2016年12月期の業績予想の売上は6850百万円なので、本来の実力に基づく数字は以下のようになります。
経常利益:売上6850百万×経常利益率17.8%=1219百万円
当期純利益:1219百万円×(1-法人税率30%)=853百万円
eps:853百万円÷発効済株式数2,717,300=313.91
PER:株価3345円÷313.91=10.7倍
よって、GMOペパボの本来の実力に基づくPERは10.7倍と考えられます。

次に、成長率を算出します。
ここ数年はミンネへの投資により利益が変動しているので、売上の成長率を見ましょう。
売上の成長率は、2013~14年は+8.8%、2014~15年は+25.7%、2015~16年(第3四半期まで)は24.6%です。
ただ、ここ2年はミンネの成長率が著しく高かったために成長率がかさ上げされているので、25%水準を維持するのは困難だと思います。
ホスティング事業で+10%程度、EC支援で+15%程度、ハンドメイド事業で+20%程度、全社では+15%程度の成長率になると予想します。

また、復配も期待されます。
2014年12月期までGMOペパボは配当を出していましたが、2015年、2016年はミンネへの投資のために無配としていました。
しかし、ミンネへの投資が一段落したため、2017年は復配するのではないか、と予想します。
以前の配当性向は45%程度だったので、もし復配すれば、一株あたり配当は
当期純利益853百万円×配当性向45%÷発効済株式数(自己株式を除く)2,634,154=146円
くらいになります。

配当性向とは、当期純利益のうち、どのくらいの割合を配当したか、という指標で、以下の式で算出されます。
配当性向=一株あたり配当×発行済株式数÷当期純利益
一般に、配当性向の高い企業を、「株主還元に積極的である」と言います。

となると、配当利回りは
一株あたり配当146円÷株価3345円=4.4%となります。

配当利回りとは、株価に対し、配当がどれくらいの利回りになるか、という指標で、以下の式で算出されます。
配当利回り=一株あたり配当÷株価
一般に、配当利回りの高い株ほどお買い得と言われます。

ピーター・リンチによれば、企業の成長率とPERを比較する際には、利益の成長率と配当利回りを足した数字とPERを比較するそうです。

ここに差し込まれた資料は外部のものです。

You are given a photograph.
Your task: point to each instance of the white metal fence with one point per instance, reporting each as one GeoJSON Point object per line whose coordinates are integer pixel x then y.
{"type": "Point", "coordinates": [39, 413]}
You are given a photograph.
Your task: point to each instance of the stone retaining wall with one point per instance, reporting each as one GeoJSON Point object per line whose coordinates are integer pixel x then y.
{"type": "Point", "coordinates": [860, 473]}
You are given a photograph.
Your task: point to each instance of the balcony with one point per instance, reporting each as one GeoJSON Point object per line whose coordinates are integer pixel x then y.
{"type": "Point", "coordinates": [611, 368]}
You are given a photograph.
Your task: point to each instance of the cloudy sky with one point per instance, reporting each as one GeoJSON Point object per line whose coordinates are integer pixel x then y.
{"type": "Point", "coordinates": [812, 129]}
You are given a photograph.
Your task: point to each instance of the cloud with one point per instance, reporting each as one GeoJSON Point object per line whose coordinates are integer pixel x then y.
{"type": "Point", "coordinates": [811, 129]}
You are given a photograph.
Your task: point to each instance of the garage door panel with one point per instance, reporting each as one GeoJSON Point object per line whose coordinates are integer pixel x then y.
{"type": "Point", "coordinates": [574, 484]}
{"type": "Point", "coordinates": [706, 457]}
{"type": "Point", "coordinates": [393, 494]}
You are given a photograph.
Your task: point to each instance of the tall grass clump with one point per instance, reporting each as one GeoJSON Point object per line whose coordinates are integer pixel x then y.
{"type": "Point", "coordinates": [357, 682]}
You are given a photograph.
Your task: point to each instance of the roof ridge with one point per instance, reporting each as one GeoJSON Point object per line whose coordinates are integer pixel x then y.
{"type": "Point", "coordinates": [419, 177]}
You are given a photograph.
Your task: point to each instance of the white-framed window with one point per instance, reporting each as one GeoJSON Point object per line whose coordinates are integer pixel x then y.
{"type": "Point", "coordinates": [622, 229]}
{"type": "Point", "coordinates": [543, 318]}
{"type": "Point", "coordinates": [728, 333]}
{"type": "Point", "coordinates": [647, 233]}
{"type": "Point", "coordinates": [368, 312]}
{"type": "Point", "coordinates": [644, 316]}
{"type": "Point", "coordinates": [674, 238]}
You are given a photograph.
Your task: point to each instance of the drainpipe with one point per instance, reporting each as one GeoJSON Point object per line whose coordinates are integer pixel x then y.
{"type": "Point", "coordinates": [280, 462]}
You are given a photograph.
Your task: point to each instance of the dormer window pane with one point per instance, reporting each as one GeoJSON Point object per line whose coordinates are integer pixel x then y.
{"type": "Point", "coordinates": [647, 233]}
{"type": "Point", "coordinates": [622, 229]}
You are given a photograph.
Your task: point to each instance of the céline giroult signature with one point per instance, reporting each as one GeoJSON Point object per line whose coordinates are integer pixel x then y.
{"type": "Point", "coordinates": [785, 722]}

よって、ペパボの成長率は売上成長率15%と配当利回り4%を足して、19%程度となります。

成長率+19%に対し、PER10.7倍なので、大いに割安であると言えます。

結論

ここ数年の積極的な投資の果実を収穫するフェーズに今まさに移るところであり、本来の実力からすると大幅に割安で、復配も期待されます。

成長性はやや不透明ですが、この割安さなら「成長してくれれば儲けもの、横ばいでも損はしないだろう」くらいのスタンスで見守れそうです。

典型的な成長株投資ではありませんが、非常にリスクの低い投資と言えます。